Nach der Stilllegung wurden die Einrichtungen in der Anlage weitgehend demontiert und die Gebäude dem Verfall überlassen. Zwischenzeitlich erfolgte der Betrieb einer Neutralisation für saure Grubenwässer, die von der Grube herübergepumpt wurden. Diese Aufgabe hat jetzt der neue Barbara-Stollen mit seiner unterirdischen Neutralisationsanlage übernommen. Sein schlichtes Beton-Mundloch ist etwa 200 m östlich der Gebäude zu sehen.
In den Aufbereitungsgebäuden wurde der Film über das Lengede-Unglück gedreht.
Wer den Cache vom Umschulungswerk an der Schützenallee aus angeht, kommt am Haupteingang der Aufbereitung vorbei und umrundet die halbe Anlage. Ursprünglich lag die Dose unweit des nahen Waldarbeiterdenkmals. Es lohnt auch ohne Dose einen Besuch.
Gesucht wird eine Plastikdose, etwa in Form und Größe einer Margarineschachtel.

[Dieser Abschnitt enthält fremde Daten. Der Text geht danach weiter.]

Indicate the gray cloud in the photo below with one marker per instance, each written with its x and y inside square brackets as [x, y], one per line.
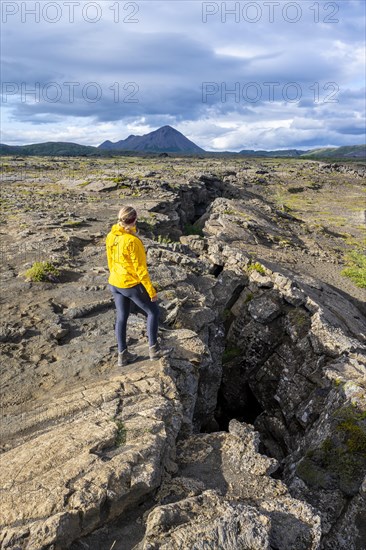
[290, 65]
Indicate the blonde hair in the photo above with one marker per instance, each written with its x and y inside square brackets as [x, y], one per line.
[127, 217]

Der Ort wurde nochmals geringfügig verändert. Da hier schon mehrere Male mit der Dose Unfug getrieben bzw. sie entwendet wurde, rate ich vom Ablegen von Coins und TBs dringend ab!
Permanenter Inhalt: Logbuch. (Bleistift, Anspitzer, Hinweisblätter werden nachgeliefert.)